Là-dessus, naturellement, je pénétrai le sens de son anecdote, et vis que s’il avait laissé chez lui ses lunettes, c’était à dessein, de façon à se donner l’avantage de l’aide d’Alan, sans l’inconvénient de le reconnaître. Et de fait, c’était bien imaginé ; car (à supposer que les choses vinssent à tourner mal) comment Rankeillor eût-il pu jurer de l’identité de mon ami, et comment eût-on pu le forcer à porter un témoignage contre moi ? Malgré tout, il avait mis du temps à s’apercevoir de cet oubli, et il avait entretenu et reconnu assez de gens au cours de notre traversée de la ville ; et je ne doutais pas qu’il n’y vît très convenablement.

Dès que nous eûmes dépassé le Hawes (où je reconnus le patron qui fumait sa pipe sur le seuil, et m’étonnai de ne pas le trouver plus vieilli), M. Rankeillor changea l’ordre de marche, passa derrière Torrance et m’envoya en éclaireur. Je gravis la pente, sifflant de temps à autre mon air gaélique ; et à la fin j’eus la joie d’obtenir une réponse et de voir Alan se lever de derrière un buisson. Il était un peu démoralisé d’avoir passé tout un long jour à rôder par le comté, et fait un triste repas dans une auberge proche de Dundas. Mais au seul aspect de mes vêtements, son visage se rasséréna ; et lorsque je lui eus fait part de la prospérité de mes affaires, et du rôle que j’entendais lui faire jouer pour le reste, il devint tout à coup un nouvel homme.

– Vous avez eu une excellente idée, dit-il, et je dois ajouter que vous n’auriez pu mettre la main sur quelqu’un de plus propre à tout arranger qu’Alan Breck. Ce n’est pas une chose (notez-le) que n’importe qui pourrait faire, il y faut un gentleman de sens. Mais j’ai idée que votre notaire languit de me voir.

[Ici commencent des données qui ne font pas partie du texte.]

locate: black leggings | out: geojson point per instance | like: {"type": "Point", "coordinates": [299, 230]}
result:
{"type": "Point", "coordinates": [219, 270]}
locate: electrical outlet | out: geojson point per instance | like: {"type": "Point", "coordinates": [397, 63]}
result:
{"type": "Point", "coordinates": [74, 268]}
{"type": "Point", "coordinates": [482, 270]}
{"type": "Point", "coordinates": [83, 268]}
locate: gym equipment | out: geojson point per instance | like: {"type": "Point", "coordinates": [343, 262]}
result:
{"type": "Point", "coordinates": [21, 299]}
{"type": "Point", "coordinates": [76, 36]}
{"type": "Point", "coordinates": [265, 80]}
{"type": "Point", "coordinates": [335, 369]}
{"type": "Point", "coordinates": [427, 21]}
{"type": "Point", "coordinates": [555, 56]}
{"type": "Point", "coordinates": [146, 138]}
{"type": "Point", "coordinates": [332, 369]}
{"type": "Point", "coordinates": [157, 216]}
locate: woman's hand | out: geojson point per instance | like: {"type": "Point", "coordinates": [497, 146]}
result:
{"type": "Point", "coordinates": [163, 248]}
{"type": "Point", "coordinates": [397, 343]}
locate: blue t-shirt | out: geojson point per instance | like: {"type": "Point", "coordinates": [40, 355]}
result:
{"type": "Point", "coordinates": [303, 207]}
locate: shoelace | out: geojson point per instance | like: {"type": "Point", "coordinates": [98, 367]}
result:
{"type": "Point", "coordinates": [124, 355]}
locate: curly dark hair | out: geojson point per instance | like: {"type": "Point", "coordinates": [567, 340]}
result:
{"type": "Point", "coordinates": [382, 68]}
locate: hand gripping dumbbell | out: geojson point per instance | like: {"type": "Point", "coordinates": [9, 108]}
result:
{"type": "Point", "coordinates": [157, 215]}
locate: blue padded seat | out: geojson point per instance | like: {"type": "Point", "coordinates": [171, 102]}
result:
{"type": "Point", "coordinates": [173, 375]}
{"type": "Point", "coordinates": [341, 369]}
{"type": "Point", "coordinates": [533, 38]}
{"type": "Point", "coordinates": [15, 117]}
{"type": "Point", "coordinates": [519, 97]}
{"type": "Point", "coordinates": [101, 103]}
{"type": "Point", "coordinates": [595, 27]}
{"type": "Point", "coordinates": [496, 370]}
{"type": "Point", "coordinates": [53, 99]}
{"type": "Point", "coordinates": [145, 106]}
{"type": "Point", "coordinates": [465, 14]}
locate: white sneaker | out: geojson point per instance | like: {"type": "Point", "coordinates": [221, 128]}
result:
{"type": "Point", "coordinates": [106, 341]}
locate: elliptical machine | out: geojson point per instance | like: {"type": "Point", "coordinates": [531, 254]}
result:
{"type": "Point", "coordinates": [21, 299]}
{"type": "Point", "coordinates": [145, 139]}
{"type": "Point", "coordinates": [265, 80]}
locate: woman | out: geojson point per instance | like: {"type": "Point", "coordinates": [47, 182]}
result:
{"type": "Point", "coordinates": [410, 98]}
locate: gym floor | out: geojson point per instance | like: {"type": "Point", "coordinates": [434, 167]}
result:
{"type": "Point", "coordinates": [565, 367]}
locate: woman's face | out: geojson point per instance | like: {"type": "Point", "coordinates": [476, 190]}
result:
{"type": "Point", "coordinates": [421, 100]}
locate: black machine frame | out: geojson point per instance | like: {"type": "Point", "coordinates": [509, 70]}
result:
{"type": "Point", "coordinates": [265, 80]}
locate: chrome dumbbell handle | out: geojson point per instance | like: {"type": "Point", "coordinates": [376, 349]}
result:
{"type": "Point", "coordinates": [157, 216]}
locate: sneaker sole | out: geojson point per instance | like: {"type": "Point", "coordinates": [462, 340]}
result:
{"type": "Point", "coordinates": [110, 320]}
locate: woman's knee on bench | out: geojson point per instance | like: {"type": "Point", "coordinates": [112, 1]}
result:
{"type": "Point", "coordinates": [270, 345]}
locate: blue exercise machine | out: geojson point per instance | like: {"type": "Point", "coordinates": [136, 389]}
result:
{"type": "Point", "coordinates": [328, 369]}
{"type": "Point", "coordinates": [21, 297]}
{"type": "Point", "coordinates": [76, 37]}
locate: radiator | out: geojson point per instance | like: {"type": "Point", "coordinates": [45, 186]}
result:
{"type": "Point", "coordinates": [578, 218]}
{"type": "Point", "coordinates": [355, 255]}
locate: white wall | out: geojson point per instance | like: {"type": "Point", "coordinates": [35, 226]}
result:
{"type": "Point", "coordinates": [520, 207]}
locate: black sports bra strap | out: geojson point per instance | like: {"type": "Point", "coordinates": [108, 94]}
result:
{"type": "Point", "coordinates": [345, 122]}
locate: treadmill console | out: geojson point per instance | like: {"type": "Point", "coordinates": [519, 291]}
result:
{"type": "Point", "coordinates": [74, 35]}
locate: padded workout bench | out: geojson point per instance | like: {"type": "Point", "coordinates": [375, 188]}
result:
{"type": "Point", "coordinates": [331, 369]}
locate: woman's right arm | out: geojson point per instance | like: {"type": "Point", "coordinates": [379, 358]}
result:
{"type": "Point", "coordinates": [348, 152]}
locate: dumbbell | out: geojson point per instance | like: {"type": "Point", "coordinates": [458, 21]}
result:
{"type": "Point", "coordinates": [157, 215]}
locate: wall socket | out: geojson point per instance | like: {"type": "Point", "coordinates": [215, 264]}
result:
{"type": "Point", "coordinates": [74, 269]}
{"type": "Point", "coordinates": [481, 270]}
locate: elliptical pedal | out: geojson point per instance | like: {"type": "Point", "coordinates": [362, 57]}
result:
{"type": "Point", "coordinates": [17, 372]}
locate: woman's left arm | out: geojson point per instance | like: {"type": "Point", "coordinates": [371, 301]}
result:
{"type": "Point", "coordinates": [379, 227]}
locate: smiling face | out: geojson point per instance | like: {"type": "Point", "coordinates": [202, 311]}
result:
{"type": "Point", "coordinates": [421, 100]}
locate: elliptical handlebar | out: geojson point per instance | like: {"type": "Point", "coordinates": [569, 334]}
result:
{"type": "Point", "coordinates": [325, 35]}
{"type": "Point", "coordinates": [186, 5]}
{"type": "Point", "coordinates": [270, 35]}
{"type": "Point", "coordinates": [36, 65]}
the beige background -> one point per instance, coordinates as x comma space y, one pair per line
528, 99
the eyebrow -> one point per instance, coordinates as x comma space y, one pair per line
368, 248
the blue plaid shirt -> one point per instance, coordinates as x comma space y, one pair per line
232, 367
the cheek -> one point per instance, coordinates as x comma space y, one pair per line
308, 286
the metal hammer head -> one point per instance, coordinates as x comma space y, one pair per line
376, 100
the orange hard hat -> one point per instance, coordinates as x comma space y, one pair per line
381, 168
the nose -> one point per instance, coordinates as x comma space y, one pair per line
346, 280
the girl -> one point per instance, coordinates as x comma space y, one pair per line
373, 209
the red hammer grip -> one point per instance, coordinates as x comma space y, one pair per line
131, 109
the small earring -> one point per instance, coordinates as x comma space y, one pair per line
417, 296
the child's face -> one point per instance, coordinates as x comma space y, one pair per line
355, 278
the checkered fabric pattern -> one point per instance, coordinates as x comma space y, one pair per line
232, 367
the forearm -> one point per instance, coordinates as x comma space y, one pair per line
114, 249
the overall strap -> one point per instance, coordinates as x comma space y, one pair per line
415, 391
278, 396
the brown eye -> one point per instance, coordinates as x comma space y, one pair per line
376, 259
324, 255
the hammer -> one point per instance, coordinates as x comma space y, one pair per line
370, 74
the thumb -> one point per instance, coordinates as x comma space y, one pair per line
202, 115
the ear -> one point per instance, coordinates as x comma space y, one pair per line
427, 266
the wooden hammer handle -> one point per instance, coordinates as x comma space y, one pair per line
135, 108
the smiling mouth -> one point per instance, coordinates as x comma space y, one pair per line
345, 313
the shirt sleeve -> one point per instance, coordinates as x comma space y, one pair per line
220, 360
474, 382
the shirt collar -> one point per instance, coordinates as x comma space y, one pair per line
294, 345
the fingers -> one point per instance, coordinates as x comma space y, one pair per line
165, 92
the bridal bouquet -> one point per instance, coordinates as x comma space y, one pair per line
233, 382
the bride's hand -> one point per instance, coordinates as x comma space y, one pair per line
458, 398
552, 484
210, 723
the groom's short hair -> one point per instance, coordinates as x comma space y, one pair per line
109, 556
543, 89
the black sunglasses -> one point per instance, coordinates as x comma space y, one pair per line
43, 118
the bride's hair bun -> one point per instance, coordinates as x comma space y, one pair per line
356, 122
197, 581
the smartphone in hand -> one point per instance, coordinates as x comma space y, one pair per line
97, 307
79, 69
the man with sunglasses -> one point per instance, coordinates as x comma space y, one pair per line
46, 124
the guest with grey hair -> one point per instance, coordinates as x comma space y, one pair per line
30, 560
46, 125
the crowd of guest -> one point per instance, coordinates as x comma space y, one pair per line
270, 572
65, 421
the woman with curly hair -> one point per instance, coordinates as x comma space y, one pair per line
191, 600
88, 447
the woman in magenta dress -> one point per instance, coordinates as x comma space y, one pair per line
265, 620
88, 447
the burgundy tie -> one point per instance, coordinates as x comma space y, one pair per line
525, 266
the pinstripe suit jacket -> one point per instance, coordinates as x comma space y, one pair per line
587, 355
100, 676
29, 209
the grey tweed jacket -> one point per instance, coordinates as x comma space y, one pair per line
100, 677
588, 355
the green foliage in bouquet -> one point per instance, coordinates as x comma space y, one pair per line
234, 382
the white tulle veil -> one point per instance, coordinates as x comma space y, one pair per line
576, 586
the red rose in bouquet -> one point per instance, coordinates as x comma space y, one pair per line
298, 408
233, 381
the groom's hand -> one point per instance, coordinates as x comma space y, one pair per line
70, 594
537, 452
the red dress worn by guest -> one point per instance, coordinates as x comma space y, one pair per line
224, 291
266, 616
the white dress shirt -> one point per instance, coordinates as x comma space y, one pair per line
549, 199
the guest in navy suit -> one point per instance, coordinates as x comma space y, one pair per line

Donc, je hélai à grands gestes M. Rankeillor, qui arriva seul et que je présentai à M. Thomson.

– Monsieur Thomson, enchanté de faire votre connaissance, dit-il. Mais j’ai oublié mes besicles ; et notre ami, M. David que voici (il me frappa sur l’épaule) vous dira que je suis quasi aveugle et que vous ne devrez pas être surpris si je vous croise demain sans vous reconnaître.

Il croyait, par ce discours, faire plaisir à Alan ; mais la fatuité du Highlander était prête à s’insurger devant moins que cela.

– Eh bien, monsieur, dit-il d’un ton rogue, je dirai que la chose importe d’autant moins que nous nous rencontrons ici pour une fin particulière, qui est de faire rendre justice à M. Balfour : et à ce que je puis augurer, il est peu vraisemblable que nous ayons jamais, vous et moi, d’autres relations. Mais j’accepte votre excuse, qui était fort opportune.

– Je n’en attendais pas moins de vous, monsieur Thomson, dit Rankeillor cordialement. Et maintenant, comme vous et moi sommes les principaux acteurs dans cette entreprise, il est nécessaire que nous soyons bien d’accord : à quelle fin je vous prierai de me donner le bras, car, tant à cause de l’obscurité que par le défaut de mes besicles, je n’y vois guère à me conduire. Quant à vous, monsieur David, vous trouverez en Torrance un agréable conteur. Je dois néanmoins vous rappeler qu’il est tout à fait superflu qu’il en sache plus, tant sur vos aventures que sur celles de M… hum ! de M. Thomson.

En conséquence, tous deux nous précédèrent, enfoncés bientôt dans leur conversation, et Torrance et moi leur fîmes escorte.

La nuit était tout à fait tombée quand nous arrivâmes en vue du château de Shaws. Dix heures devaient être sonnées ; il faisait doux et obscur, avec un agréable zéphyr du sud-ouest dont le bruit dans les feuilles couvrait celui de nos pas ; et en approchant, nous n’aperçûmes aucune trace de lumière sur toute la façade. Sans doute, mon oncle était-il déjà au lit, ce qui convenait mieux pour notre plan. À une cinquantaine de yards de la porte, nous chuchotâmes nos dernières dispositions ; puis le notaire, Torrance et moi, nous avançâmes en silence et nous dissimulâmes derrière l’angle de la maison. Dès que nous fûmes en place, Alan marcha vers la porte sans se cacher et se mit à frapper.